The above list details ten (10) key roles that teachers are required to enact in their classrooms and schools. Effective performance of these roles can help teachers become more competent in their work, and can assist them and their schools to improve student learning and performance.

While each of the roles is described separately, they are, in classrooms and schools, closely connected, and can even be grouped. Individual teachers may be given the opportunity to practise some roles simultaneously, but an effective teacher need not have to be competent in all of them. Human resource planning on the part of effective school leaders should match teachers in the roles for which they have the greatest abilities.
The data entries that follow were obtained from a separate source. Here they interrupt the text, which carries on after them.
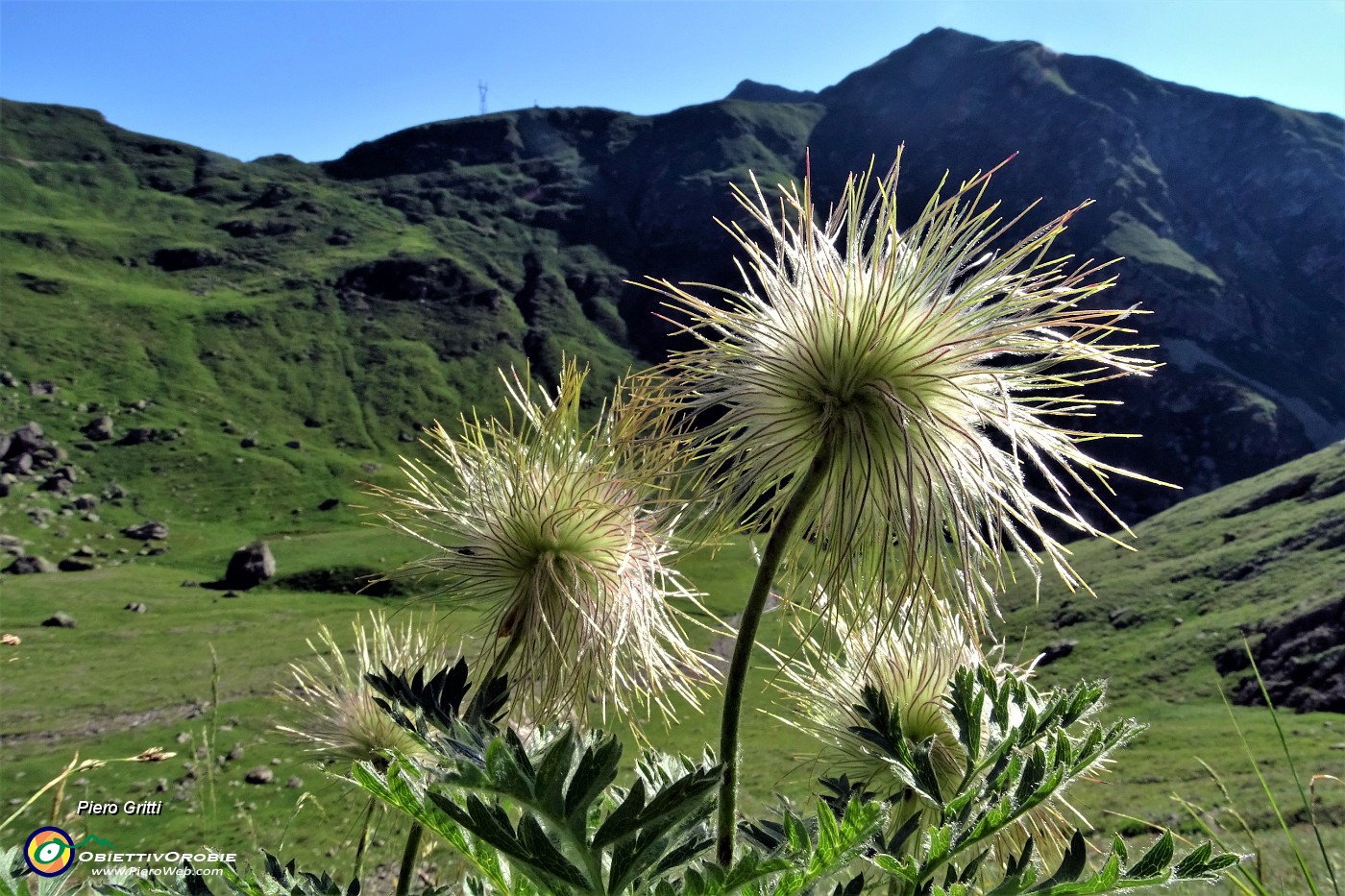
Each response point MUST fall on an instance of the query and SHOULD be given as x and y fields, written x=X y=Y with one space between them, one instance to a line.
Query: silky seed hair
x=927 y=363
x=562 y=537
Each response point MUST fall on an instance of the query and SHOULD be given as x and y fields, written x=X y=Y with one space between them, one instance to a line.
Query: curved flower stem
x=413 y=837
x=782 y=534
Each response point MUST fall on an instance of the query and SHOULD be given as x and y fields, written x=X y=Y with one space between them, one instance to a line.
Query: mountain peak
x=757 y=91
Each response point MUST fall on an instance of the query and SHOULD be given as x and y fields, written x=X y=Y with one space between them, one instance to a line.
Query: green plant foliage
x=1022 y=750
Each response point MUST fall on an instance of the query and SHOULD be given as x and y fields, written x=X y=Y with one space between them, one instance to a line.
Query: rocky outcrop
x=249 y=567
x=1301 y=660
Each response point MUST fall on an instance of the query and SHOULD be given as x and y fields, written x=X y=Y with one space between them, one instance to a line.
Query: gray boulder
x=148 y=530
x=98 y=429
x=249 y=567
x=259 y=775
x=26 y=566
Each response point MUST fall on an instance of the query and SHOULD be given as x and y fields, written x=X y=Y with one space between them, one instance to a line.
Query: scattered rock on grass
x=249 y=567
x=98 y=429
x=148 y=530
x=26 y=566
x=259 y=775
x=1055 y=651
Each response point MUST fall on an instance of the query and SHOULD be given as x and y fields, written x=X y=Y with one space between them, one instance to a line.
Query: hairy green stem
x=363 y=839
x=404 y=879
x=782 y=534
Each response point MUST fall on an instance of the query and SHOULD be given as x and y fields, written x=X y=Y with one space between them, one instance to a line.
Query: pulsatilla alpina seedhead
x=923 y=369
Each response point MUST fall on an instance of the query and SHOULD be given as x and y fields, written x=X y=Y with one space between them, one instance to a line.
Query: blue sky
x=313 y=78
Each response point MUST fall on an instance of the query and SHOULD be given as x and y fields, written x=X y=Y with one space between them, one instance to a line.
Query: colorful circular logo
x=49 y=852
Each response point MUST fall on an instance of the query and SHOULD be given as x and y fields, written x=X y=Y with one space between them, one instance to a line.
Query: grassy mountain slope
x=383 y=288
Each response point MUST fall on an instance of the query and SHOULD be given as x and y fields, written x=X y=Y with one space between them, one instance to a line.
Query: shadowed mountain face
x=507 y=237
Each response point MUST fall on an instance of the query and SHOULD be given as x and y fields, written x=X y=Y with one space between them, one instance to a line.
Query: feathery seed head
x=339 y=718
x=925 y=368
x=561 y=536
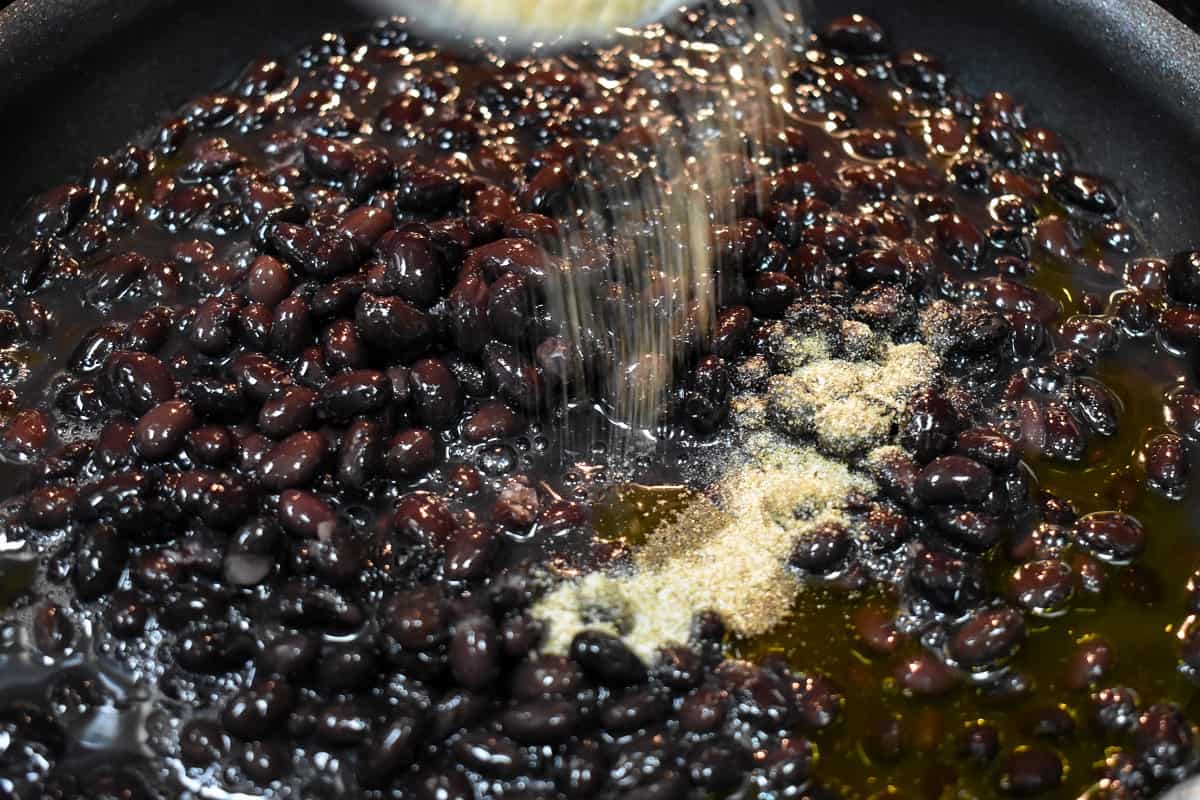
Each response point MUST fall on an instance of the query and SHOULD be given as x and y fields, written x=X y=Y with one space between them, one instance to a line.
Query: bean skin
x=293 y=462
x=161 y=429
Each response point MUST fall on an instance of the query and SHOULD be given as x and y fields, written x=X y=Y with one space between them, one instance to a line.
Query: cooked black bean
x=954 y=479
x=1167 y=464
x=821 y=549
x=988 y=639
x=1043 y=588
x=293 y=462
x=393 y=324
x=607 y=659
x=1110 y=535
x=540 y=722
x=136 y=382
x=161 y=429
x=1031 y=771
x=949 y=583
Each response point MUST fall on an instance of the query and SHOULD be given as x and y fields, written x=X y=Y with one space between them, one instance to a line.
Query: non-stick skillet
x=78 y=78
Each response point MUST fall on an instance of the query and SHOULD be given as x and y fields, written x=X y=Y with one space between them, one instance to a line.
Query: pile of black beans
x=282 y=398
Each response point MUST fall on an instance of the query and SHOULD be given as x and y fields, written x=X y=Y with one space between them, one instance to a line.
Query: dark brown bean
x=293 y=462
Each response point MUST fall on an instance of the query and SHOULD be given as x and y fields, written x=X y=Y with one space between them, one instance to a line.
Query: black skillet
x=1120 y=77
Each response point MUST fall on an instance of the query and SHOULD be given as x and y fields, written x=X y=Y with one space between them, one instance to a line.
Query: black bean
x=1110 y=535
x=1089 y=663
x=95 y=347
x=202 y=743
x=291 y=326
x=53 y=631
x=959 y=239
x=1086 y=192
x=540 y=722
x=474 y=657
x=268 y=281
x=951 y=584
x=1065 y=435
x=706 y=400
x=1167 y=464
x=468 y=552
x=607 y=659
x=1029 y=771
x=213 y=331
x=1163 y=739
x=114 y=277
x=289 y=655
x=411 y=453
x=1043 y=588
x=49 y=506
x=1099 y=407
x=426 y=190
x=989 y=447
x=954 y=479
x=264 y=762
x=821 y=549
x=979 y=743
x=136 y=382
x=1183 y=277
x=293 y=462
x=393 y=325
x=27 y=435
x=411 y=268
x=127 y=614
x=214 y=650
x=988 y=639
x=361 y=391
x=634 y=710
x=1182 y=414
x=970 y=529
x=161 y=431
x=393 y=749
x=929 y=425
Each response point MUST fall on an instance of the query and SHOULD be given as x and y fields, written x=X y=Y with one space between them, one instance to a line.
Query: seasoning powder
x=796 y=467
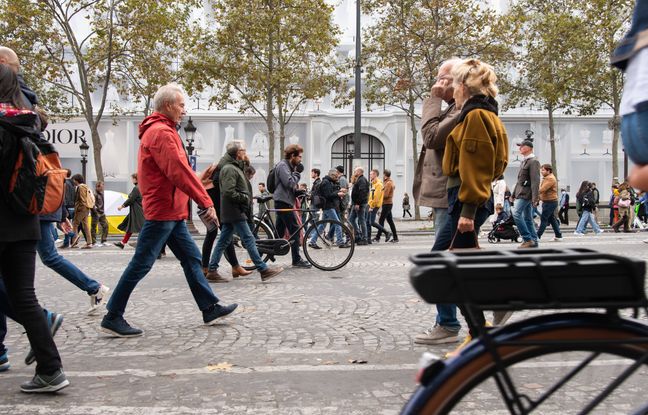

There are possibilities here for hiring, training, and assigning teachers to teams. Teacher orientation to these roles and their enactment should commence in initial teacher training programmes, and continue in the classrooms. Effective educational leadership can then rally such teams to help upgrade the quality of teaching, and to improve student performance.

In Septembers and Octobers to come all stakeholders in the education of our students may display increased emotional engagement in the celebration of the efforts of our teachers and students.